1.1 Data Representation

Show All Section Notes

Character Sets

1. What is a Character Set?

A Character Set is a defined list of characters recognized by computer hardware and software. Each character is assigned a unique binary number (binary code).

Without a character set, a computer would just see a string of bits and wouldn't know if they represented a number, a sound, or the letter 'A'.

2. ASCII (American Standard Code for Information Interchange)

ASCII was the first widely used character set. It originally used 7 bits, providing $2^7$ ($128$) unique characters.

Example Mapping:
Character 'A' → Denary 65 → Binary 01000001
Character 'a' → Denary 97 → Binary 01100001
Character '!' → Denary 33 → Binary 00100001

Extended ASCII: Later updated to 8 bits ($2^8$), allowing for $256$ characters. This added mathematical symbols and some non-English characters.

3. Unicode

As computing went global, 256 characters weren't enough for languages like Chinese, Arabic, or Hindi. Unicode was created to represent every character in every language.

  • Uses 16 bits (65,536 characters) or 32 bits (over 4 billion characters).
  • The first 128 codes in Unicode are identical to ASCII, making it "backward compatible."
  • Includes Emojis and historical scripts (like Hieroglyphics).

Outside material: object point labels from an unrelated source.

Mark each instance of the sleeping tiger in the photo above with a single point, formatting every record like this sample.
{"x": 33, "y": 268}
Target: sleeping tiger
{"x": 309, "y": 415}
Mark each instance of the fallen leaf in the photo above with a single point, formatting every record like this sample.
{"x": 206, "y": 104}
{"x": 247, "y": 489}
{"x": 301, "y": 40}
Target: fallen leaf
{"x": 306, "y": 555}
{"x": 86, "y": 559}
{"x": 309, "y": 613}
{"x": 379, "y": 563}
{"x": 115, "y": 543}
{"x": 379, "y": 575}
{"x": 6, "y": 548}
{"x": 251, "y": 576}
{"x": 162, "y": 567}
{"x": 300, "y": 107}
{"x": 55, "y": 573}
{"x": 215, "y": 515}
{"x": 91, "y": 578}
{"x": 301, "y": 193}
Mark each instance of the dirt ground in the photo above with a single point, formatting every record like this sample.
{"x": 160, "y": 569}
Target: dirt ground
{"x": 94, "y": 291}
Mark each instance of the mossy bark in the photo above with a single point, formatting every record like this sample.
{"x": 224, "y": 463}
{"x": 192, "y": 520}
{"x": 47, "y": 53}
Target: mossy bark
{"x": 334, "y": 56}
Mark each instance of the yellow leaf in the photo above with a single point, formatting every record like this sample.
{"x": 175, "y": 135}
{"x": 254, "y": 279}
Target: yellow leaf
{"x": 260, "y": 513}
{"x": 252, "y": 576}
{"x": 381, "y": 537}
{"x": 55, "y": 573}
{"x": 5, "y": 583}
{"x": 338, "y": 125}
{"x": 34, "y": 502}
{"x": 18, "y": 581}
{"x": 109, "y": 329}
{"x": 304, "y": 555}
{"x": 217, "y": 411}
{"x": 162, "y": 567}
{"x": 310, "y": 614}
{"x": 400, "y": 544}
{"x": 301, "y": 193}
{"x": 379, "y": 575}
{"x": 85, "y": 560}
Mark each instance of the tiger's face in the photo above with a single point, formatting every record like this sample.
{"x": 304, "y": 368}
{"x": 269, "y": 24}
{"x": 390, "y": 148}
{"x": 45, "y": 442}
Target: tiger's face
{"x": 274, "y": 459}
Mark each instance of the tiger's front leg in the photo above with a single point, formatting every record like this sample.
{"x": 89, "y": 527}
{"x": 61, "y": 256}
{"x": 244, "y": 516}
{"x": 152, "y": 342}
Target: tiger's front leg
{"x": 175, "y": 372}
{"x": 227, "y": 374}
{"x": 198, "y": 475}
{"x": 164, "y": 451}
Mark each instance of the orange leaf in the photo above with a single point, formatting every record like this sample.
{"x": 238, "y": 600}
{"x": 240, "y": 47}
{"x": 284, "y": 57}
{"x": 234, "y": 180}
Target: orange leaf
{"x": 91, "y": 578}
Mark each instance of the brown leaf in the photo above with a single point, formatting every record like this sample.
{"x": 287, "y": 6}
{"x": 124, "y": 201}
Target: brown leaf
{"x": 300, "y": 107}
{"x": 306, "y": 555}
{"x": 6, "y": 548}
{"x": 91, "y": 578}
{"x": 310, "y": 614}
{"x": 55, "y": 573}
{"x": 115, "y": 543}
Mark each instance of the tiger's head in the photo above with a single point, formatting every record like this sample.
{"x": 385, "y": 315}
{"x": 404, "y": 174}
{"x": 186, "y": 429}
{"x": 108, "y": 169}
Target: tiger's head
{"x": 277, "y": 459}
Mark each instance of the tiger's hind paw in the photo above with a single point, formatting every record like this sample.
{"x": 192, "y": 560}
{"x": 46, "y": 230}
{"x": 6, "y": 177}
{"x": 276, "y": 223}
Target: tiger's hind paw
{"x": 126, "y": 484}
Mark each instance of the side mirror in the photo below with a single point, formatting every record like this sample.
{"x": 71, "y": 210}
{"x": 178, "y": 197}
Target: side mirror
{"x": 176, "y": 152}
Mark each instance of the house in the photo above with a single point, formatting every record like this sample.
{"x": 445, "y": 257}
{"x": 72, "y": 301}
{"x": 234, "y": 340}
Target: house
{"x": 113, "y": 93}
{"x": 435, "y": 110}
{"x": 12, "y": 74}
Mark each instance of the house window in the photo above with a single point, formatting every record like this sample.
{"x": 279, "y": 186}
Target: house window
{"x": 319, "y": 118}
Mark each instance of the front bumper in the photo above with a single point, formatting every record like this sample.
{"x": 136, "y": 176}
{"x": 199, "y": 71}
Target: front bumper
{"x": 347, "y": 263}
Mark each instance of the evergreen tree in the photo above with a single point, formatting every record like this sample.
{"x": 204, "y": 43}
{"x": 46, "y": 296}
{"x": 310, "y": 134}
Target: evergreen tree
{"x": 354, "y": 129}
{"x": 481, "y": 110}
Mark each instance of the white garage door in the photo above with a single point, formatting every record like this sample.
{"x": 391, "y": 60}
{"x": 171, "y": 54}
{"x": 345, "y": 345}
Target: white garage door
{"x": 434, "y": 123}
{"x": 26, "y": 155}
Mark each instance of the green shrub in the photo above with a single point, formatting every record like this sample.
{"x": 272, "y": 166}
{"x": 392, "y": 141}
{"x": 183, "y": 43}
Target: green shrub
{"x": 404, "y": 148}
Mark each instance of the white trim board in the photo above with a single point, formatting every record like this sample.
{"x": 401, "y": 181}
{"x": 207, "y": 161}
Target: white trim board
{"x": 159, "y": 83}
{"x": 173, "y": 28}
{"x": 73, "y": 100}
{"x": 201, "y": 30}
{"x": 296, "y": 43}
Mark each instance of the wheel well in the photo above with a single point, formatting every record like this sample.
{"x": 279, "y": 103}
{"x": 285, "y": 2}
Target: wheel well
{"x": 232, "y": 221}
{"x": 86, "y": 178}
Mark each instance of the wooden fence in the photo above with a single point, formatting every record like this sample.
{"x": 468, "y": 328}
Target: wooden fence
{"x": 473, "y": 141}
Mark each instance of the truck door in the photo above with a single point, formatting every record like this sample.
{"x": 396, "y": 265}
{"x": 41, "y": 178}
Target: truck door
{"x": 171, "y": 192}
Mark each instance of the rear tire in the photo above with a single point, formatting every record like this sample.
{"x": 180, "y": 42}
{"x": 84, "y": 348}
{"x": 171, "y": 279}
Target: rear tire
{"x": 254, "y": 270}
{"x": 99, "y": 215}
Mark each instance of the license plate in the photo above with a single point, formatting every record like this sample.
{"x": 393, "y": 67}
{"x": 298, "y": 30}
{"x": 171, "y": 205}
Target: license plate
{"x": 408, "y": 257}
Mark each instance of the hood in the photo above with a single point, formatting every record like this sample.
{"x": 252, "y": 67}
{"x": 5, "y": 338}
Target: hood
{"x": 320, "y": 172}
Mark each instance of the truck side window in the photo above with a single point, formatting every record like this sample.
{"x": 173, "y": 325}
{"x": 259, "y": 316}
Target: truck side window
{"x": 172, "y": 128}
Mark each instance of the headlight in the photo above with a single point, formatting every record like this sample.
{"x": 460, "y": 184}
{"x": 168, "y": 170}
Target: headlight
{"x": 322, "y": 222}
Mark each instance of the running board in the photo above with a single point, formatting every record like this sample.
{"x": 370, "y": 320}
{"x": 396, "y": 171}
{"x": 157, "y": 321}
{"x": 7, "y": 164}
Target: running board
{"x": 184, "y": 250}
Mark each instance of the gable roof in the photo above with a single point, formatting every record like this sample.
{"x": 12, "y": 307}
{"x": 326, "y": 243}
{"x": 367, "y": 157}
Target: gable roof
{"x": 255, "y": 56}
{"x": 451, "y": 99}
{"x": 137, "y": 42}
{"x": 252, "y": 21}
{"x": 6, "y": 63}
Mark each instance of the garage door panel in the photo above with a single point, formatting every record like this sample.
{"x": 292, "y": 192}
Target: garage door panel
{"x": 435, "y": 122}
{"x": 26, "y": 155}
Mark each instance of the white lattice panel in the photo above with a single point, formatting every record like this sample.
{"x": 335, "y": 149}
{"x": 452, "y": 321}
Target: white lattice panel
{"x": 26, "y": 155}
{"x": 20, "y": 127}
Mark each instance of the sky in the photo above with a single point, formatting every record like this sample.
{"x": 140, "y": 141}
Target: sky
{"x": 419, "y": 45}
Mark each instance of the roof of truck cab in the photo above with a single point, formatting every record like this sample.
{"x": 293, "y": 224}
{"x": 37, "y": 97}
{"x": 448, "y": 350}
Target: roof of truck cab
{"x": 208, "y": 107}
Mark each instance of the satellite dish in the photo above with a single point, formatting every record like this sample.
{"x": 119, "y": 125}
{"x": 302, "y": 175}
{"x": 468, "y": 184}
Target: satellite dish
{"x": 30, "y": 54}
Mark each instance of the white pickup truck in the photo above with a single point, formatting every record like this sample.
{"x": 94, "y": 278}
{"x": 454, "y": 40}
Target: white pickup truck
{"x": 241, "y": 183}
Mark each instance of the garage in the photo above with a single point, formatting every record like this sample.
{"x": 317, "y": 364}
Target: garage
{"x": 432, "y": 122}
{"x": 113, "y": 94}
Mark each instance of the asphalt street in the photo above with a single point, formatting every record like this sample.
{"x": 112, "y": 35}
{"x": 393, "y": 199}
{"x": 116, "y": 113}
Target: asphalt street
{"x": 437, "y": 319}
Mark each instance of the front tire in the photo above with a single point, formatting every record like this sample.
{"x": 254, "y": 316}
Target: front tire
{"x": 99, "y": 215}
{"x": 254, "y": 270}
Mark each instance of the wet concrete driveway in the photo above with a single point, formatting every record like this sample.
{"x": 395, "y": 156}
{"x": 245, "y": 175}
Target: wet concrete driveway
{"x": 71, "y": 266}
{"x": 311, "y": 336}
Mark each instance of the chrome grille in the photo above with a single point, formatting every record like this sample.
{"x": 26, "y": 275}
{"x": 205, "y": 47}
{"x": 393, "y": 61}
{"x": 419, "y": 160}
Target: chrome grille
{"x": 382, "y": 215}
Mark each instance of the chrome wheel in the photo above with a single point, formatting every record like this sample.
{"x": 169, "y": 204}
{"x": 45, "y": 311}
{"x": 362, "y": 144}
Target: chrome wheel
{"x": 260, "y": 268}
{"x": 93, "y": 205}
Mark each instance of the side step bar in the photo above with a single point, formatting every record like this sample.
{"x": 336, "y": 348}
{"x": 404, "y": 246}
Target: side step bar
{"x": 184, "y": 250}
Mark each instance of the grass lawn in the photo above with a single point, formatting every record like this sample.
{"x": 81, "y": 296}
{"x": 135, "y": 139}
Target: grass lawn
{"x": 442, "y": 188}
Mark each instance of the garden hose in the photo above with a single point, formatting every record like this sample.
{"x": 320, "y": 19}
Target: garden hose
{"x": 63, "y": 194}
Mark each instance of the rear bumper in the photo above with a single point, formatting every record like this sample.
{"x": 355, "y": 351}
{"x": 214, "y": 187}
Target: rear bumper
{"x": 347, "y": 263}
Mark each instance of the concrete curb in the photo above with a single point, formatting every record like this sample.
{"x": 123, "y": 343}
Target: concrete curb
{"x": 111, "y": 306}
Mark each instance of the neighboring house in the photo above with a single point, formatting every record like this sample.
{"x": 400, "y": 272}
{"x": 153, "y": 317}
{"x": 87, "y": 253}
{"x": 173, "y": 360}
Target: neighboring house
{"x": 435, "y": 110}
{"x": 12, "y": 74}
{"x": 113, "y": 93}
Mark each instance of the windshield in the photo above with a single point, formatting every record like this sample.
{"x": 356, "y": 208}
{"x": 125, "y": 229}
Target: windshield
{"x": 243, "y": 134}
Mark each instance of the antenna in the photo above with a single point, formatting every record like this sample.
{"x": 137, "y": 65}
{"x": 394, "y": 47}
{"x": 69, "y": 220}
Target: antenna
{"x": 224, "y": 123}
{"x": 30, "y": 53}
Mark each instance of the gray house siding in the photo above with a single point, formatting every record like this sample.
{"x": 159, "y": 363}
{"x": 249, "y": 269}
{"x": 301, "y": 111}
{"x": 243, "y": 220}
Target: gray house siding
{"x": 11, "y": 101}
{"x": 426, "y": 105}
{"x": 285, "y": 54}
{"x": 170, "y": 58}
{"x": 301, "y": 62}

4. ASCII vs. Unicode: Comparison

Feature ASCII Unicode
Bits per Character 7 or 8 bits 16 or 32 bits
Number of Characters 128 to 256 Over 1 million (currently)
Storage Requirements Low (1 byte per char) High (2 to 4 bytes per char)
Global Use English/Western only Universal (all languages)

5. Key Exam Terms

Character:
A single symbol (letter, number, or punctuation mark).
Alphanumeric:
Characters that include both letters and numbers.
Control Characters:
Non-printing characters that perform actions, such as "Shift," "Backspaced," or "Enter."
💡 Exam Tip: If an exam question asks why Unicode is better than ASCII, mention that it allows for global communication and supports multilingual applications, even though it requires more storage space.